Can Pallo please explain to us how come, well from what we now know, it appears little or no LESSONS WERE LEARNED after all. We don't need to stress people with the details of how the late woman met her death and all those she put at risk and the quarantine fiasco in Kambia, but let's say the truth - people simply fell asleep and probably opened the way for Ebola to sail through once again.

It's simply scary to start thinking about the number of missing Ebola contacts on the run instead of being in quarantine in Kambia or Magburaka. And the fact that the community appears to be refusing to cooperate with health authorities makes one think NO LESSONS LEARNED. Let's make a few things clear to Pallo and his people at the former NERC:

1. We will never return to that NERC situation with their big salaries. No more!

2. In fact, even for this fresh outbreak, we need new faces and voices in this Ebola war.

3. Let's also commission a MAJOR REVIEW of that Lessons Learned pamphlet to reflect reality.

4. Let is drag some health ministry officials out of their cocoon and civil service reluctance to get to do the job.

IS MILE 38 A CHECKPOINT OR A COLLECTION POINT FOR THE FORCES?

Every corruption debate ends with the police being crowned as champions of the game. If corruption was football they would easily be the BARCELONA. They have a standard line in response - they tell the world that indeed there are bad apples in the force but that efforts are being made to weed them out. We agree, but the bad apples, we dare say, appear to have grown in number and influence to the extent that the good ones are beginning to look just as bad.

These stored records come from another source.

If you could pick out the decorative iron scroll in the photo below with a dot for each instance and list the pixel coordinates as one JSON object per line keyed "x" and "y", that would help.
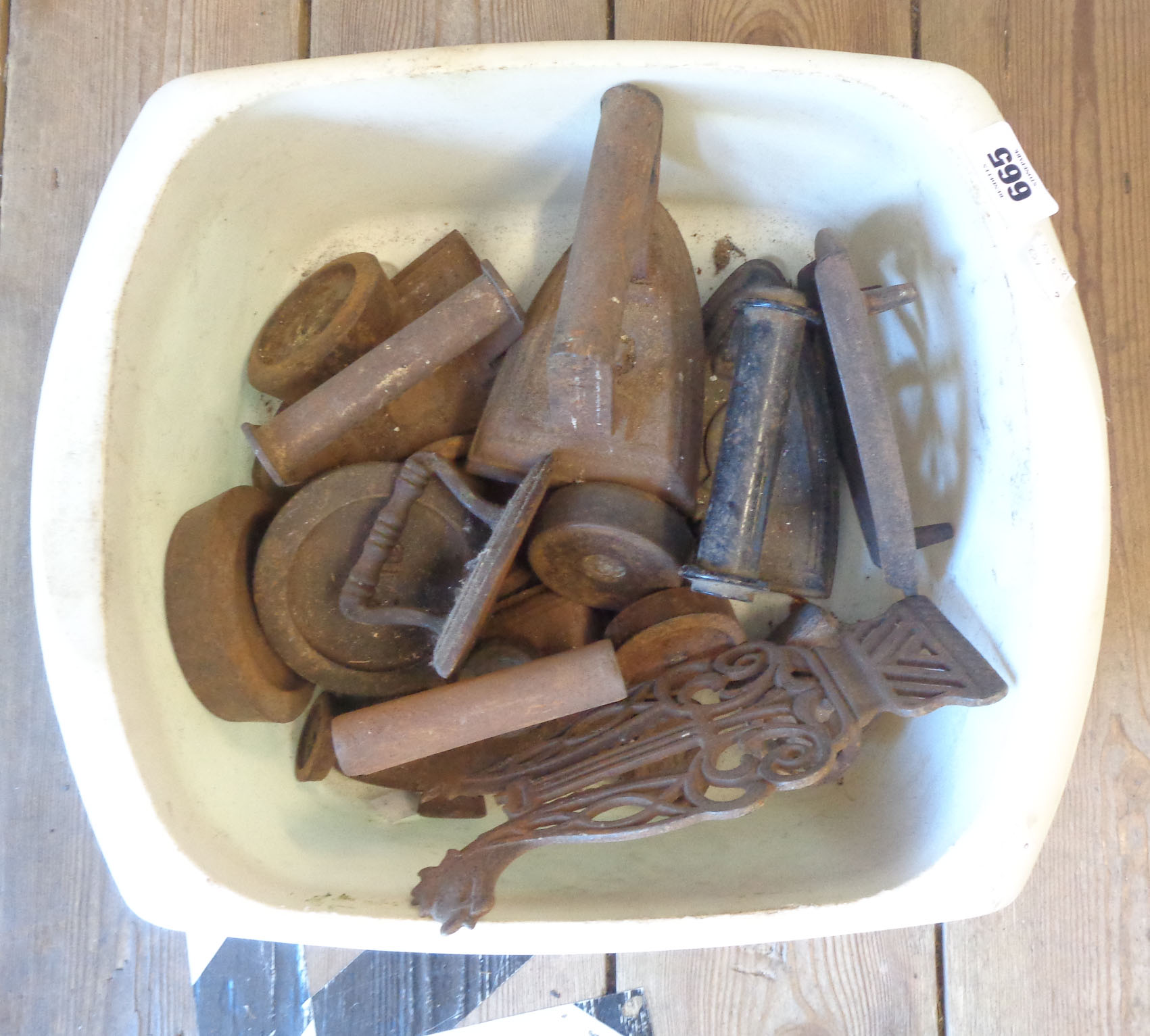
{"x": 707, "y": 739}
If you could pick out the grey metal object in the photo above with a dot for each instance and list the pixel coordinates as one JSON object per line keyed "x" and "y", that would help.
{"x": 869, "y": 449}
{"x": 769, "y": 331}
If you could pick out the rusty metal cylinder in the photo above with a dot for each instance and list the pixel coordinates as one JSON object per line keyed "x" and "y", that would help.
{"x": 406, "y": 729}
{"x": 298, "y": 433}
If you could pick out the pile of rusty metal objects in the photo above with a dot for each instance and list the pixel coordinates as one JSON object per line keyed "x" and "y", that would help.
{"x": 505, "y": 547}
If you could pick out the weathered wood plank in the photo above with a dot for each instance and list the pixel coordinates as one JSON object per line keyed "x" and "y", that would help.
{"x": 871, "y": 983}
{"x": 882, "y": 982}
{"x": 408, "y": 993}
{"x": 354, "y": 26}
{"x": 544, "y": 981}
{"x": 1073, "y": 80}
{"x": 874, "y": 26}
{"x": 72, "y": 957}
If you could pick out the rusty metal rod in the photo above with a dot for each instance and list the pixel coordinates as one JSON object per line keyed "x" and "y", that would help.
{"x": 608, "y": 250}
{"x": 405, "y": 729}
{"x": 769, "y": 332}
{"x": 290, "y": 439}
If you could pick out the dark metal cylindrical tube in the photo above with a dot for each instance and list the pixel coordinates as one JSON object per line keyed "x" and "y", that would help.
{"x": 398, "y": 731}
{"x": 300, "y": 431}
{"x": 769, "y": 339}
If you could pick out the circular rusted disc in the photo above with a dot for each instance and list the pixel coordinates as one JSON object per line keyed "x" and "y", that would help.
{"x": 223, "y": 653}
{"x": 333, "y": 318}
{"x": 658, "y": 608}
{"x": 315, "y": 754}
{"x": 606, "y": 545}
{"x": 675, "y": 641}
{"x": 305, "y": 559}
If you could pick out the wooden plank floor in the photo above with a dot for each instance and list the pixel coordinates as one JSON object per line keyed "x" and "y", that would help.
{"x": 1073, "y": 954}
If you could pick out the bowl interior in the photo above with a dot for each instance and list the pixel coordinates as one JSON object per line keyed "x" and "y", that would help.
{"x": 388, "y": 166}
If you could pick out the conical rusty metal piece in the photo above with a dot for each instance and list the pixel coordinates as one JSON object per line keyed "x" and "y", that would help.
{"x": 608, "y": 373}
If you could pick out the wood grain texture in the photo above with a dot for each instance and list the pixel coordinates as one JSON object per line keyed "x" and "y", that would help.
{"x": 544, "y": 981}
{"x": 354, "y": 26}
{"x": 855, "y": 985}
{"x": 1073, "y": 954}
{"x": 72, "y": 957}
{"x": 873, "y": 26}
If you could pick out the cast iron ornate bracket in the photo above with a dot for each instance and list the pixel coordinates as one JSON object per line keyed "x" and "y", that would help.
{"x": 707, "y": 739}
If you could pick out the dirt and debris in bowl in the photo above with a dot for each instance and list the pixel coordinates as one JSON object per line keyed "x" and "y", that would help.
{"x": 723, "y": 250}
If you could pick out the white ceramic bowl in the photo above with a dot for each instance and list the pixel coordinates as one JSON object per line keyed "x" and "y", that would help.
{"x": 234, "y": 184}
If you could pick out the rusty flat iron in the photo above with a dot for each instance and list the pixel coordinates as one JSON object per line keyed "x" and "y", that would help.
{"x": 608, "y": 373}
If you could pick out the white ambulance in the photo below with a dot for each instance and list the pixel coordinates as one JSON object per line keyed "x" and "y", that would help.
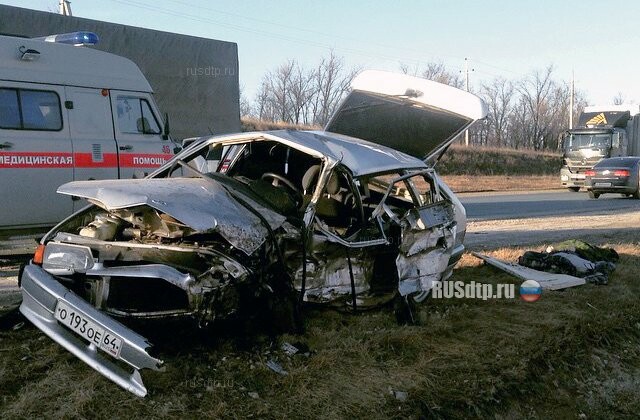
{"x": 69, "y": 112}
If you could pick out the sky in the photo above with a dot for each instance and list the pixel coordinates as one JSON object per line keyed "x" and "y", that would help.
{"x": 596, "y": 41}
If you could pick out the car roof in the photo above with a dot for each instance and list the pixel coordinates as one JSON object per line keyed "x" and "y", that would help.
{"x": 361, "y": 157}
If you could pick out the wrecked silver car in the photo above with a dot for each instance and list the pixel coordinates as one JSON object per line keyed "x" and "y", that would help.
{"x": 352, "y": 216}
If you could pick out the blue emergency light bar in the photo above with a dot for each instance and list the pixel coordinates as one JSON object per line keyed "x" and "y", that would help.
{"x": 73, "y": 38}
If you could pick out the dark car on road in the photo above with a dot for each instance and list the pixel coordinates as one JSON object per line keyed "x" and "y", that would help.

Munu must explain to this nation what the deployment at Mile 38 is really about. In fact, even the army chief should say something because his boys are also part of the collection drive at Mile 38. And they are so brazen. We know members of our security forces to be very discreet in collecting bribes, but those at Mile 38 are in a class on their own - they receive it openly, they sometimes negotiate how much bribe is paid, like some Guinea police at the checkpoint who give change from a bribe. Simply disgusting!

We recommend the following to stop this unrelenting harassment of ordinary passengers:

1. Routinely move your people around so they don't get used to a particular area of deployment

2. Give them adequate provisions. Well, for them there is nothing called adequate, so let's say something that gives the authorities a stronger hand in dealing with those taking bribes.

3. Reduce the number of police and soldiers in those places and reorganise Mile 38 in particular. For now, it's too chaotic for any proper work to be done.

4. Some people who can afford a few pennies simply pass through - no security checks and sometimes no temperature checks. Only cheques. So what's the point of having that collection point, causing the gridlock that is often around the place!

5. BO DUYA UNA PULL DA TIN DAE! Close the place.